The notion that it is wrong to look "scruffy" is a direct attack on those who cannot afford to always dress "correctly", a trap for filtering out the poor. [This] may be a private school and a business, but we have taught many students whose parents could not always pay the full official fees, and we are a better school for this, functionally and ethically. Every student we lose to petty financial concerns is a deep loss, to the missing student, to the teachers, and to their fellow students. And every educational loss is of course an injury to society as a whole.

Distinctions between girls' and boys' dress codes similarly existed solely to mark and enforce outdated and harmful gender stereotypes. Our education is not aimed separately at boys vs. girls, young men vs. young women. It is aimed universally at students, those who wish to learn. No part of our dress code should pretend otherwise.

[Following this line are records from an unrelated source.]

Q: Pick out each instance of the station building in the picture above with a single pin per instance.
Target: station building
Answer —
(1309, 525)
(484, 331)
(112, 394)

And most broadly of all, dress codes tend to be culturally exclusionary. The 'formal' and 'business casual' looks that most South African (and many international) businesses take for granted today are simply slightly modern forms of 19th century European upper class dress (particularly the obligatory but very impractical buttoned shirt, tie, and inflexible, non-gripping office shoes). This arbitrary fashion standard was imposed on the rest of the world during colonial times, and we should feel no obligation to maintain it anymore in the 21st century.

Lastly, I worry that we are doing a disservice to our students if we over-emphasize their looks and unimportant standards of outer appearance. We run the risk of encouraging them to become shallow and obsessed with a trivial facade of style over substance. If we want to teach them good standards of self-discipline and academic ambition, then we should teach these standards directly and honestly, and not couch them in a confusing and distracting mess of unrelated superficiality. Even more valuably, we can use this as an opportunity to teach them to enjoy and accept all the diversity of human culture, old and new, from all over the world. I have no doubt that most parents, presented with this perspective, will appreciate and accept our goals.

Consequently, I feel our senior dress code should tend to aim for maximum inclusion and acceptance. Only when clothing or adornment demonstrably hinders learning should it be addressed (but not punished).